TWICE A HERO By Susan Krinard

She had heard him correctly, but her brain refused to process the information. “Ye—no.” She breathed in and out, grateful that her physical functions seemed to be operating normally. “Uh… you never did… tell me your name.”

“Remiss of me. But if you know Perry—”

“I don’t. I mean—”

“—you must know my name is Liam O’Shea.”

Mac sat very still. Of course his name was Liam O’Shea. He recognized the photograph. He knew about her great-great-grandfather. He came from San Francisco. It all made perfect sense.

Who could have set this up? She didn’t have any friends or relatives capable, financially or otherwise, of such an elaborate scheme; Homer was dead, she wasn’t close to her uncles, and Jason was too lost in his research to call her more than once a year. No one at the museum would have bothered. Even if they’d known the story behind the photograph…

No one would have bothered. No one cared enough or knew enough. But there were only two other explanations she could think of. The most likely one was that she’d managed to hit her head on the wall in that tunnel and was in the middle of some sort of delusion or dream.

Yes. There’d been that feeling of nausea and disorientation right before the wall had disappeared and she’d lost the pendant. She’d never felt anything quite like it before—as if the ground were vanishing beneath her feet. Maybe that had been the last real thing she’d felt before she’d lost consciousness, and the rest was a concoction of all the elements that had been in her mind when the accident had happened.

She pinched herself. That didn’t work; she felt it and didn’t wake up. This was definitely a new level of dream. Or delirium. Maybe she was even dying. Odd how the idea didn’t trouble her.

Maybe because she couldn’t quite believe it. But the third possibility…

Her giggle turned into a cough. There is no such thing, Mac. Except in your own possibly delirious mind.

“Miss MacKenzie!”

She grinned at him. That drunken sense of unreality had come over her again. She braced her hands on her knees to keep from swaying. “I’m… fine. Just…

let me get this straight. You say your name is Liam O’Shea, and this is Tikal. Correct?”

He regarded her as a jaguar might a particularly succulent deer. “Yes.”

“And, uh… what year is this?”

Liam-who-claimed-to-be-the-real-thing smiled. “I’ll wager you know well enough, Miss MacKenzie. The date is the fourteenth of August, and the year is 1884.”

Chapter Four

They say miracles are past.

—William Shakespeare

THE WOMAN WAS evidently an actress of considerable talent. Or she was quite mad.

“1884?” she repeated, her low voice hoarse. “Did you say—eighteen eighty-four? But that’s not possible.”
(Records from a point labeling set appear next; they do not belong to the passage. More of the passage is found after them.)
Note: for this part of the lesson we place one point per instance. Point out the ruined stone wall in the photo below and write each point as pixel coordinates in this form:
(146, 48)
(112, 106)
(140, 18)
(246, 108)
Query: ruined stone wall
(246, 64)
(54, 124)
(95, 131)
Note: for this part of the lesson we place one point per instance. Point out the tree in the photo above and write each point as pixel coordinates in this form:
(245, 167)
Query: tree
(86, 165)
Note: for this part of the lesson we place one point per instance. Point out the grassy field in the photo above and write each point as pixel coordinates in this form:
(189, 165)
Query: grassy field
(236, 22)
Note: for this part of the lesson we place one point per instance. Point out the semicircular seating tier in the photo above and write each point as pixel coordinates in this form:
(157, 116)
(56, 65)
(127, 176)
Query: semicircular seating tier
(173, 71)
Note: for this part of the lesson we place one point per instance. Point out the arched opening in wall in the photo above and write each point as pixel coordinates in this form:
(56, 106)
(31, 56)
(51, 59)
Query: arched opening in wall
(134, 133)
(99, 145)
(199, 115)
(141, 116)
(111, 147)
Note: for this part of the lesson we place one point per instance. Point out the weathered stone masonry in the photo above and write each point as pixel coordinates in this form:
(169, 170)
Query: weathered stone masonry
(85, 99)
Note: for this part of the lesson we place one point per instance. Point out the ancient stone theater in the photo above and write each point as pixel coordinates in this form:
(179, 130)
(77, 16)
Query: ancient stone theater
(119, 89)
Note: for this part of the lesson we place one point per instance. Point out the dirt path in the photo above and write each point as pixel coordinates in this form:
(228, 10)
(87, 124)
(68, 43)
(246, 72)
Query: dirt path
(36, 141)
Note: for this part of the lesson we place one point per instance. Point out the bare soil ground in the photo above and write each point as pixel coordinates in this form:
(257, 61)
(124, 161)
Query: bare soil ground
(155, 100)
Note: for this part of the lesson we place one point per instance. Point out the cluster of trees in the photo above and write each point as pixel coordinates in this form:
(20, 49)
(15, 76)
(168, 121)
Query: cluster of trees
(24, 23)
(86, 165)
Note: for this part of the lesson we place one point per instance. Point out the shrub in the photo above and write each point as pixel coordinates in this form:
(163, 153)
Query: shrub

Liam regarded her stunned expression with suspicious bemusement. Simple insanity did fit hand in glove with the rest of her: thin, wiry, distinctly peculiar with her cap of short hair and bold dark eyes, sharp-tongued, dressed top to toe in men’s clothing of an odd cut, and carrying a newfangled electric lantern the likes of which he had never seen in all his travels. And alone here in the jungle, first claiming she’d been with a full party of explorers and then insisting that no man had brought her.

And then there was her odd manner of speech, her absurd assertions of hotels in the jungle and omnibuses from Flores, her reaction to Tikal—as if she’d expected to see something entirely different, though she claimed to know the ruins.

Yes, one could almost be convinced that she was in a state of mental disturbance—if not for the photograph she had so carelessly allowed him to see. The one taken here in these very ruins four years ago.

“What did you expect, Miss MacKenzie?” he asked. “Maybe you have been in the jungle too long.”

Her dark brows drew down, and her gaze grew unfocused. “Okay, Mac,” she muttered. “Time to wake up. This isn’t happening.”

Was this act a way of protecting herself, avoiding his questions because she’d revealed too much? Liam couldn’t forget the shock he’d felt when he’d seen her with the photograph. Until that moment she’d been only an unforeseen burden to dispose of in the nearest safe place, some eccentric suffragist amateur explorer who’d been lost or deliberately abandoned, left for him to save.